“Always read something that will make you look good if you die in the middle of it” (P J O’Rourke)
It is debatable whether the FCA Handbook fulfils P J O’Rourke’s requirements for a good book, although attempts to read it from cover to cover may well result in a premature end.
Fortunately the FCA has tried to address that shortcoming by issuing entertaining updates. The latest brings ICOBS in line with the provisions of the new Consumer Insurance (Disclosure and Representations) Act 2012 (“CIDRA”) which came into force on 6 April 2013.
In our April 2012 briefing note we identified the main changes to insurance law introduced by CIDRA, which are as follows:
- CIDRA abolishes a consumer insured’s duty to volunteer information to the insurers. A consumer’s duty will be limited to making sure he or she answers questions raised by insurers honestly and reasonably.
- Insurers will have to ensure that they ask for any information they need to assess the risk being insured. If a consumer acts honestly and reasonably the insurer will have to pay the claim.
- Where a consumer acts carelessly, a proportionate remedy will be applied; the test will be what the insurer would have done had it known the full facts.
- An insurer will only be able to refuse to pay a claim if a consumer acts deliberately or recklessly in making misrepresentations.
- An insurer will need to prove on the balance of probabilities that the consumer knew: (a) that a deliberate or reckless misrepresentation was untrue or misleading, or did not care whether it was or not; and (b) that the matter was relevant to the insurer. If a misrepresentation does not pass this test then it will be a careless representation and must be treated accordingly.
- If the intermediary is an appointed representative of the insurer, or is acting as the insurer’s agent, it will be considered as acting for the insurer. In all other cases the intermediary will be presumed to be acting for the consumer.
With its latest update, which is effective as of 1 October 2013, the FCA Handbook brings the categorisation of a “mixed” customer in ICOBS in line with CIDRA only for the purposes of applying CIDRA. The old definition at ICOBS 2.1.3(1) G will continue to apply, except in relation to the new provisions on disclosure and qualifying misrepresentations at ICOBS 5.1.4.G and ICOBS 8.1.2.R respectively.

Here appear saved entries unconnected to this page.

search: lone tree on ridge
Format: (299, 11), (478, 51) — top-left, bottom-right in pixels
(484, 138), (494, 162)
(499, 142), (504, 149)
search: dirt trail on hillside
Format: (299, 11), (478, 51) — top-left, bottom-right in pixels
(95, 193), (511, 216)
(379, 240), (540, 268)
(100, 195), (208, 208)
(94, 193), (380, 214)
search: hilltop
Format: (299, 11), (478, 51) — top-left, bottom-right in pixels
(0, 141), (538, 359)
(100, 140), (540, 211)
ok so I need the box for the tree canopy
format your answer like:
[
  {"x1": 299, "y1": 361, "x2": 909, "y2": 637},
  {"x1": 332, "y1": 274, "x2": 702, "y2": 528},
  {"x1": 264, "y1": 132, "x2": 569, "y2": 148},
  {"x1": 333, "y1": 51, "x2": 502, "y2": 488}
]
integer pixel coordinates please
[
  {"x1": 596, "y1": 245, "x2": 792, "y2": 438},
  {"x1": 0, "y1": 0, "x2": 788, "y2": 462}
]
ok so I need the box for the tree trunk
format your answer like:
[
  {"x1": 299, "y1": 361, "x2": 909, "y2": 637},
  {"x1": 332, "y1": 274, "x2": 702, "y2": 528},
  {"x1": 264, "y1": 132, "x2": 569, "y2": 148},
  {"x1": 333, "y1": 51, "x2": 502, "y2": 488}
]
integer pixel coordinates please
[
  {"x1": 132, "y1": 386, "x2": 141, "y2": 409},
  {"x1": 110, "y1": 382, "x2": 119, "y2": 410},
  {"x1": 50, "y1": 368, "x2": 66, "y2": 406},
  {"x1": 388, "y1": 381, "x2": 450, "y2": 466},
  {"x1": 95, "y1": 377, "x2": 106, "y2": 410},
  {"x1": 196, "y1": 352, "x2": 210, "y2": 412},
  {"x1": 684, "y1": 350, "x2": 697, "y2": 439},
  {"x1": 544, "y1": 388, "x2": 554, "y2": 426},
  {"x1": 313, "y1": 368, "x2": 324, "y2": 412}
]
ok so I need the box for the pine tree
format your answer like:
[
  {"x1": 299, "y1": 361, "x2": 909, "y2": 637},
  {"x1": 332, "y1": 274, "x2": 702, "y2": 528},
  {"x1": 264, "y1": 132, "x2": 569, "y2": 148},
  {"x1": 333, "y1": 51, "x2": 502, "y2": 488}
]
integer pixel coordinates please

Under these provisions, a customer who entered into a contract of insurance mainly for purposes unrelated to his trade or profession is still a consumer who will therefore benefit from the qualifying misrepresentations provisions. In the case of “status uncertain” customers, ICOBS 2.1.2 states that, if in doubt, a firm must treat the customer as a consumer.
Under section 3(1) and 3(2) of CIDRA, insurers are required to (1) explain to the customer the responsibility of consumers to take reasonable care not to make a misrepresentation and the consequences of the same; and (2) ask the customer clear and specific questions about the information relevant to the policy being arranged or varied. The new ICOBS 5.1.4(3) and (4) G reflect this requirement.
The new ICOBS 8.1.2(2)
The new ICOBS 8.1.2(2) makes it unreasonable for insurers, in relation to contracts or variations agreed on or after 6 April, to reject a claim for “misrepresentation by a customer [if] the misrepresentation is not a qualifying misrepresentation”.
The definition of a qualifying misrepresentation is set out in the new ICOBS 8.1.3 R: 1 and reflects the provisions in CIDRA section 2(2). In other words, a consumer must take care not to make a misrepresentation and the insurer must show that without the misrepresentation they would not have entered into the contract or would have done so only on different terms.
The new Handbook rules are already in force and brokers need to be sure that they correctly advise their consumer clients on their disclosure obligations. Perhaps more importantly, brokers need to make sure that they do not accept repudiation arguments from insurers based upon the rules under the old regime.
The best advice, as always, is to familiarise yourself with the FCA Handbook and the relevant provisions in ICOBS.
As Marx said (Groucho, not Karl): “outside of a dog, a book is a man’s best friend. Inside of a dog it is too dark to read”.